There are a number of both risks and potential therapeutic effects that are worth considering with MTHFR and any form of medical or non-medical cannabis use. The primary considerations are addiction and addictive tendencies, medical risks for MTHFR specifically, and also cannabis and its derivatives as methylation adaptogens.
Addiction and Addictive Tendencies in MTHFR
MTHFR gene variants come with documented risks for increased addictive tendencies. That does not mean that every person with an MTHFR gene mutation is going to have a problem with addictions, but it does mean that more of us than average have problems. This tendency was demonstrated in a study published in the journal Addiction Biology, which demonstrated that people with the C677T polymorphism are more likely to suffer from alcoholism, and that the risk increases with the number of mutated copies of the C677T gene. So people with homozygous mutations, meaning two copies of the MTHFR C677T mutation, were at greater risk than people with heterozygous mutations, meaning one variant copy.
The International Journal of Environmental Research and Public Health published a shocking study of people with opioid use disorder that analyzed the genes of 232 patients, and found that a shocking 81% of them, which is much higher than the population average, had some form of MTHFR gene mutation. This shows how vulnerable we can be to this type of problem.

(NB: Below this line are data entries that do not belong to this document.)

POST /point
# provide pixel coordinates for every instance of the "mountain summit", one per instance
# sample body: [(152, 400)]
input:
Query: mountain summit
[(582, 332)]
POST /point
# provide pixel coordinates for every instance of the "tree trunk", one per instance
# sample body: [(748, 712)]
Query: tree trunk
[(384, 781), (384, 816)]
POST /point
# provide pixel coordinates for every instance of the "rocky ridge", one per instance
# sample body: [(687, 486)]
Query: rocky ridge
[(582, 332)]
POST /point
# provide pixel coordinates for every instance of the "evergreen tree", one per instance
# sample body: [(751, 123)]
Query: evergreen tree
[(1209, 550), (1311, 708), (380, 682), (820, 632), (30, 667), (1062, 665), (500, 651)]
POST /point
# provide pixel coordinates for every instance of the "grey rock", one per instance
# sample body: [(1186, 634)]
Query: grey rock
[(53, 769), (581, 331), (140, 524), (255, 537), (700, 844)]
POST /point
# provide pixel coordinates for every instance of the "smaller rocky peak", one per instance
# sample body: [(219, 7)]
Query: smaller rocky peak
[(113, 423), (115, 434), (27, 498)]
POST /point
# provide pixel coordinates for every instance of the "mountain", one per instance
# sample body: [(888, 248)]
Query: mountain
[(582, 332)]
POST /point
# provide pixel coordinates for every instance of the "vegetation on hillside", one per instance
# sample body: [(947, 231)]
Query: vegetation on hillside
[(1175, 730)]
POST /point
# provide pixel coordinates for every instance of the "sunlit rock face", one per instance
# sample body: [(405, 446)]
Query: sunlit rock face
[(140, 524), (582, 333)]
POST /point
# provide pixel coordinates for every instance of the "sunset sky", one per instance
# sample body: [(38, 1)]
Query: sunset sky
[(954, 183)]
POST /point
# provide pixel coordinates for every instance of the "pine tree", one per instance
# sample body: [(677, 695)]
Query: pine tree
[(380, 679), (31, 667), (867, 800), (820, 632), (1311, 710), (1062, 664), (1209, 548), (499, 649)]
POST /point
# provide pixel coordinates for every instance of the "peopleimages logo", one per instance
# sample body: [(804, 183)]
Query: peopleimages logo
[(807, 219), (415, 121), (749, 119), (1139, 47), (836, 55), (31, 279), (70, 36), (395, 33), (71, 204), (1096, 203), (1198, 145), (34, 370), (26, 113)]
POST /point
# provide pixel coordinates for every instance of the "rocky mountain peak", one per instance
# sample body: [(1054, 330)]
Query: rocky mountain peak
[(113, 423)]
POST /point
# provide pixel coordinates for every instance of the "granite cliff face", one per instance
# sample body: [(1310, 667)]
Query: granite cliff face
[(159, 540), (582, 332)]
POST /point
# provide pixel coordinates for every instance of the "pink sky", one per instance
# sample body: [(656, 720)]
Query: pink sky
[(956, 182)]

Marijuana itself is not highly addictive biochemically, but can be highly addictive in terms of habits because it helps people cope with a variety of mental health problems. So even if those people aren't physiologically addicted, they still go through the classic stages associated with a physiological addiction. These stages, known as the Koob and Volkow model of drug addiction, are Binge-Intoxication, which turns into Withdrawal-Negative Affect, which then converts to Preoccupation-Anticipation.

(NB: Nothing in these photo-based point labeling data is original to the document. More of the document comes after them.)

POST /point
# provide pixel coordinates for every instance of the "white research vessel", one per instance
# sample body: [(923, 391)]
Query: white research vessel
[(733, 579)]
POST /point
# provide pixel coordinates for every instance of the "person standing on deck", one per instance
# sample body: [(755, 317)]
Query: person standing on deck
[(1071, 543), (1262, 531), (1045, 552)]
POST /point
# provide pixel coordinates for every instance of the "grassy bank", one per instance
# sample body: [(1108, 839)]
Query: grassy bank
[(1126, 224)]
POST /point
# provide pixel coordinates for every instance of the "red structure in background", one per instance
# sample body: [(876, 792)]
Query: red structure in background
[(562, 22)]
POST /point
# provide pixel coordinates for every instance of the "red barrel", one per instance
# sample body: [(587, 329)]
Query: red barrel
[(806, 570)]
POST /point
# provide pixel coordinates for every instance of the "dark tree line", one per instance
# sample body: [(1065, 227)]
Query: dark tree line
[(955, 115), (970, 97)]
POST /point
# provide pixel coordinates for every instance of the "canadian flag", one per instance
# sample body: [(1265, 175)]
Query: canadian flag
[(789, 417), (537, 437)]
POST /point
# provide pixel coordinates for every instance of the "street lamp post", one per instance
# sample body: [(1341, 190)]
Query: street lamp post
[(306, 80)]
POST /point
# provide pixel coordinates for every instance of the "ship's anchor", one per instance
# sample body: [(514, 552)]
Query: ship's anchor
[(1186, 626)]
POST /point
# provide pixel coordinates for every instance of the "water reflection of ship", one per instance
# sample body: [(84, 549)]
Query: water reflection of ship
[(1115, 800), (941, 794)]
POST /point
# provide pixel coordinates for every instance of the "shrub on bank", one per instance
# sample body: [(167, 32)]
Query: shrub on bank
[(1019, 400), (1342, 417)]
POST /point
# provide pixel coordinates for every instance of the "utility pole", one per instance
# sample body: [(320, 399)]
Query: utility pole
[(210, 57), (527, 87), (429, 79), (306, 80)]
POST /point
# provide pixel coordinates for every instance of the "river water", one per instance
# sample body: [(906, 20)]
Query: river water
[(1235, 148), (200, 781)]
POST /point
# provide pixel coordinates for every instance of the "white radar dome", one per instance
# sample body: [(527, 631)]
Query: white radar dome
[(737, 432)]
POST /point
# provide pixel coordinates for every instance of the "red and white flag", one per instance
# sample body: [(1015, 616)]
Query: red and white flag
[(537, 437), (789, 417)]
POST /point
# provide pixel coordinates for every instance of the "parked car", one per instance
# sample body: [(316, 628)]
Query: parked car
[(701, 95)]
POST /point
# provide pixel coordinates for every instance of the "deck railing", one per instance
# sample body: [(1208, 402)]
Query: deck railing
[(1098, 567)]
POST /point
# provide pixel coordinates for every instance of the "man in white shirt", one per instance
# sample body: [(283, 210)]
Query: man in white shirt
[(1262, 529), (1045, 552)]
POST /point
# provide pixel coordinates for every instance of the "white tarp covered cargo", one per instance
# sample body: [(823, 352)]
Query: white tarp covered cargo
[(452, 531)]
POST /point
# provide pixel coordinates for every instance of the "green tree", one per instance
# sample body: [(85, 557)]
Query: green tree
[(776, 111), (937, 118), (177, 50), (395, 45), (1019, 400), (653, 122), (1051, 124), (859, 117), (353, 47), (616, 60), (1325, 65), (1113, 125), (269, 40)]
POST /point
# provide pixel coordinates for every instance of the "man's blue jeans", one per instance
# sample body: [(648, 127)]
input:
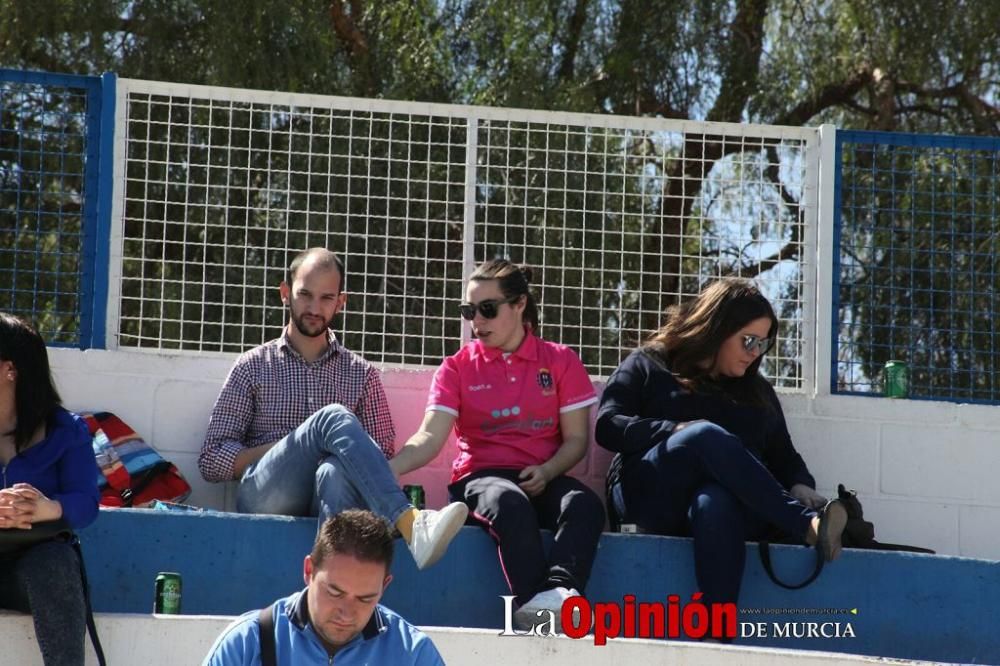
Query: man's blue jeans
[(326, 465)]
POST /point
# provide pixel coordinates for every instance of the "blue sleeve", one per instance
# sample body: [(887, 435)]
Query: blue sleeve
[(425, 653), (78, 474), (238, 645)]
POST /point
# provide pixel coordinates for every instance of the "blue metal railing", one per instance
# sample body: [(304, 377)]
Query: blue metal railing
[(55, 191)]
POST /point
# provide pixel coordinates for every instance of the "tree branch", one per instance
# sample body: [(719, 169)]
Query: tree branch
[(346, 28), (740, 62), (834, 94), (572, 43)]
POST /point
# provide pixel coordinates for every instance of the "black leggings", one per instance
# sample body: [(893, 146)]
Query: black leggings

This cycle makes addiction a form of chronically relapsing disorder, drawing people back into the use cycle to avoid negative symptoms and quiet the mental chatter of anticipation. THC has been shown to increase dopamine in the same manner as other addictive substances, but to a lesser degree, which may explain the decreased tendency for physiological addiction. Still, the habit of regular use has the same consequences as any other addiction for people with or without an MTHFR gene variant.
Risks of Psychosis from Cannabis Use in Individuals with MTHFR Gene Variants
A strong link has been established between cannabis use and the development of schizophrenia and biopolar disorder, and a strong link between MTHFR and schizophrenia and bipolar disorder. Research hasn't yet been done specifically on people with the MTHFR gene mutation who use cannabis and develop these conditions, but it likely will be in the next decade. At this point, a research review published in the International Journal of Social Psychiatry found that the risk of developing both schizophrenia and bipolar disorder increased with both the quantity of marijuana used and the age at which people began using. Earlier drug use increases the risk of developing a psychiatric disorder as does heavier drug use. While we can't say with certainty that this risk is further increased in people with MTHFR, it makes sense that it is.

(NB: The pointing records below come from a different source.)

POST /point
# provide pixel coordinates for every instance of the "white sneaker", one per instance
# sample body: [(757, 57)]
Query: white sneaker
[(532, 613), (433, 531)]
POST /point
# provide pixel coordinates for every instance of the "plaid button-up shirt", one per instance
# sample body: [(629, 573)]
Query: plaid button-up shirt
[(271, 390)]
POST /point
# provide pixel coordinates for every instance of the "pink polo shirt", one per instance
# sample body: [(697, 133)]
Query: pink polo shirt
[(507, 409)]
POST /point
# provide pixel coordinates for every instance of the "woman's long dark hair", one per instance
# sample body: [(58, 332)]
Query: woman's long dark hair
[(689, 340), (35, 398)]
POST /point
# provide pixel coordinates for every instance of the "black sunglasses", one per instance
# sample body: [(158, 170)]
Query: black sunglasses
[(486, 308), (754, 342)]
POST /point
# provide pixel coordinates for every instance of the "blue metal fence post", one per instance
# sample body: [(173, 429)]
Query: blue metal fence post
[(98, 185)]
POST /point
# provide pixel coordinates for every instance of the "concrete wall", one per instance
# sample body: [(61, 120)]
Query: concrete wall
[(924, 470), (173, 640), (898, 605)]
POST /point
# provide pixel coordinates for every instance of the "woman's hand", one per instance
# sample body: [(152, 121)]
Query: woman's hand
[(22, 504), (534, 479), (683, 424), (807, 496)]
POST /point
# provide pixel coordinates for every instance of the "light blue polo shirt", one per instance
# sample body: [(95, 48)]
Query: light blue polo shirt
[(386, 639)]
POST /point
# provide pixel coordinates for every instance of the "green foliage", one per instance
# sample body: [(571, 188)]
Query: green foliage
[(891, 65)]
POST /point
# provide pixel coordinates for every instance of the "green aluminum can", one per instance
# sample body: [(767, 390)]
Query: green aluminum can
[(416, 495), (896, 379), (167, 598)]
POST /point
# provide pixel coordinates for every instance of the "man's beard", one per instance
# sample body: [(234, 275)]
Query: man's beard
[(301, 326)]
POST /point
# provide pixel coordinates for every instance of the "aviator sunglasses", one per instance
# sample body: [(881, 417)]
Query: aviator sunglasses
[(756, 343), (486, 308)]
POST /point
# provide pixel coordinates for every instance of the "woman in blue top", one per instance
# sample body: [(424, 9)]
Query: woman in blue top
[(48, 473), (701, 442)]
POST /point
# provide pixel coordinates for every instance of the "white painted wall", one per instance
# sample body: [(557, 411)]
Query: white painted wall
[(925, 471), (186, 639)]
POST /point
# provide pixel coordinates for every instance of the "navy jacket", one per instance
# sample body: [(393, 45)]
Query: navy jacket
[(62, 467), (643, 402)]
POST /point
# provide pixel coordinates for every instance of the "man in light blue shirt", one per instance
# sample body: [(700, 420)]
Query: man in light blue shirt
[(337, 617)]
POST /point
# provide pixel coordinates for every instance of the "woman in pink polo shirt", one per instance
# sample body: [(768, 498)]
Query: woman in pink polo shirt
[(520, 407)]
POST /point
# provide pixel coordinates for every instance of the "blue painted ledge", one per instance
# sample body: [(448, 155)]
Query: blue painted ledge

CBD as a Methylation Adaptogen
One of the biggest issues with MTHFR gene mutations is their potential effect on DNA methylation, which can affect things like cancer and psychiatric disease risk. Because of this, herbs and supplements that act as "methylation adaptogens" are especially important for people with MTHFR variants because they can help to protect our genes and keep good genes turned on, which means unmethylated, and bad genes turned off, or methylated.
Cannabidiol, or CBD, has been shown to regulate gene methylation, and a study published in the journal Behavioral Brain Research demonstrated that CBD prevented stress-related depressive changes called "depression neurobiology" that are caused by gene methylation in extremely stressful situations. In this case, mice were subjected to a test called forced swim, and mice in the CBD group had fewer changes to their DNA methylation than did mice in the placebo group.
The key takeaway here is that marijuana is both good and bad for people with MTHFR. We have additional concerns about addictions and potential psychiatric consequences when cannabis is used in its whole form as a drug. CBD, however, may be a beneficial therapeutic to help protect people with MTHFR and keep our gene methylation balanced and healthy.